Шеель отвечал на ходу. Он отдал распоряжение Йохану Фитцу грузить вещи в машины и направился к окну в зале прилета, откуда открывался вид на летное поле.
– Из наших? – повторил он за помощником. – Я бы так не сказал. Этот человек нашу группировку открыто называет «коричневой чумой».
– Антифашист? Как же ты привлек его на нашу сторону?

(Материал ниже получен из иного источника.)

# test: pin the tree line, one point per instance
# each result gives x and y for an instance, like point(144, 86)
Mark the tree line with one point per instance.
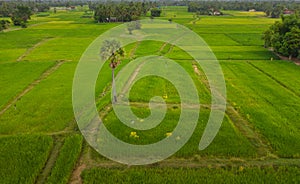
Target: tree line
point(272, 8)
point(284, 37)
point(120, 11)
point(19, 12)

– Его прельщает возможность участвовать в скоротечных акциях. Такое чувство тебе должно быть знакомо, Хорст. Это когда ты борешься со страхом и восторгом и не можешь избавиться ни от одного из этих чувств.
– Мне это знакомо, – подтвердил Кепке, глядя, как и командир, на летное поле. Время на его электронных часах – 13.40, с минуты на минуту приземлится австрийский борт, и Кепке познакомится с человеком, который так нелестно отозвался о «Красном спасении», изменив его цвет и предназначение, с человеком, который так необходим команде: без скалолаза в горах делать нечего. Но почему командир до последнего тянул с этим вопросом? Впрочем, ответ был очевиден.

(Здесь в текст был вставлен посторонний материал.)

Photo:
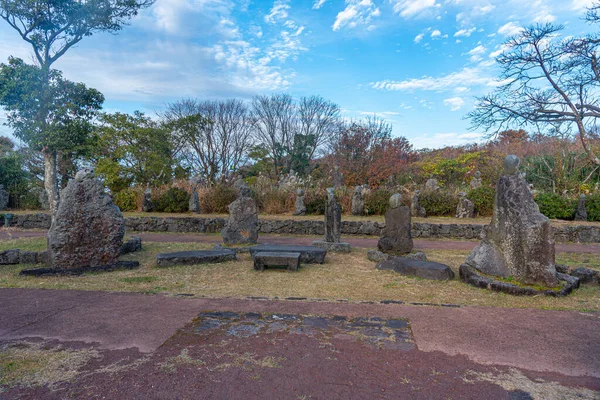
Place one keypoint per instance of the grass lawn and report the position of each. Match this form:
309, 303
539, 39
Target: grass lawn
343, 276
376, 218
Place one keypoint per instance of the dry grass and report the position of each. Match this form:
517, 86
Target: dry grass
343, 276
30, 365
376, 218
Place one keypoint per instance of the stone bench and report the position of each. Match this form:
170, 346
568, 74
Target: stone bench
271, 258
308, 254
194, 257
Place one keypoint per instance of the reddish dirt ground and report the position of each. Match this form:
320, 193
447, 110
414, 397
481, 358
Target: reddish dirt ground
170, 348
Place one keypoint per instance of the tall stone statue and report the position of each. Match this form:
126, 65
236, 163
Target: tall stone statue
242, 225
333, 226
581, 213
358, 204
300, 207
396, 237
519, 242
87, 229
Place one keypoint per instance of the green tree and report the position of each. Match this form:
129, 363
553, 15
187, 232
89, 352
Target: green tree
48, 112
52, 27
133, 149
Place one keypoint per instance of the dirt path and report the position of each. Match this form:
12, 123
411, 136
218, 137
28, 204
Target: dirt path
159, 347
420, 244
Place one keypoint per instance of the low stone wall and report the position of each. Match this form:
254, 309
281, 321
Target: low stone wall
563, 233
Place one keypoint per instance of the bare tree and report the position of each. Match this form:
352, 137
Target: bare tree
275, 125
320, 118
547, 81
212, 136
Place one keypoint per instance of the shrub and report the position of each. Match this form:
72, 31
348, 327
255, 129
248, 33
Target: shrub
439, 203
592, 205
315, 202
555, 206
377, 201
483, 198
126, 200
216, 199
173, 200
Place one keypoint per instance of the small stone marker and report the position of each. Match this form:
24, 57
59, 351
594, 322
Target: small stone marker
242, 225
358, 204
416, 210
333, 226
396, 236
519, 242
421, 269
465, 207
476, 180
147, 204
194, 257
87, 228
300, 207
264, 258
581, 213
3, 198
308, 254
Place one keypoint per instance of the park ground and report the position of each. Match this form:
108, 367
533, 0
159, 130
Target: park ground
338, 330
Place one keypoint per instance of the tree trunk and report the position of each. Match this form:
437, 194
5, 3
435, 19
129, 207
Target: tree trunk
50, 179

– Чем он зарабатывает на жизнь?
– У него небольшой бизнес в Берлине.
– Пивной?
– Этот человек держит магазин женского белья.
– Нижнего? – встрепенулся Кепке.
– Нижнего, – подтвердил Шеель.
А вот и австрийский самолет. Кепке показалось, самолет сорвался, как дельтаплан, с гор и опустился в долину. Пройдет долгих пятнадцать-двадцать минут, прежде чем борт подрулит к зданию автовокзала, а пассажирам разрешат спуститься по трапу.
Время пролетело незаметно. Кепке смотрел то на пассажиров, то на Шееля, пытаясь угадать сам и по реакции командира в прибывших из Австрии скалолаза. Лет сорока мужчина в шляпе с пером. Не он ли перекрасил цвет армии Ларса Шееля? Кишка тонка, усмехнулся Кепке, разглядев его безвольные черты. Вот человек лет на десять моложе. Высокий, худой. Однако движения такие, словно он маленький и толстый. А вот маленький и толстый, шустрый. Не он. Об этом сказали и глаза Ларса Шееля. И – улыбнулись. Кепке едва не толкнул командира в бок: «Ты не ошибся, Ларс?»
Шеель не ошибся. Он шагнул навстречу женщине, которая забрала документы со стойки таможенного контроля и подхватила багажную сумку.
– Алина! – приветствовал ее Ларс. – Рад встрече. Как ты долетела, девочка?
Девочка? Брови Кепке взметнулись. Девочке пошел четвертый десяток. Тридцать два – тридцать три, безошибочно определил Хорст, делая шаг навстречу немке и бесцеремонно разглядывая ее вблизи. На правой щеке женщины он заметил целую россыпь крохотных родинок, часть из них копировали Большую Медведицу. Красиво, подумал Кепке, мысленно слизывая с ковша эфемерную влагу.
И первым протянул ей руку:
– Хорст.
Он не был вооружен, однако спортивная майка Алины трещала под его острым взглядом. Он вспарывал ткань, которая обтягивала высокую грудь «неактивного члена движения за освобождение Великой Германии от черной чумы», мысленно оставляя на ней мужские подтяжки, которые подходили к ее полуспортивному облачению, напоминающему комбинезон.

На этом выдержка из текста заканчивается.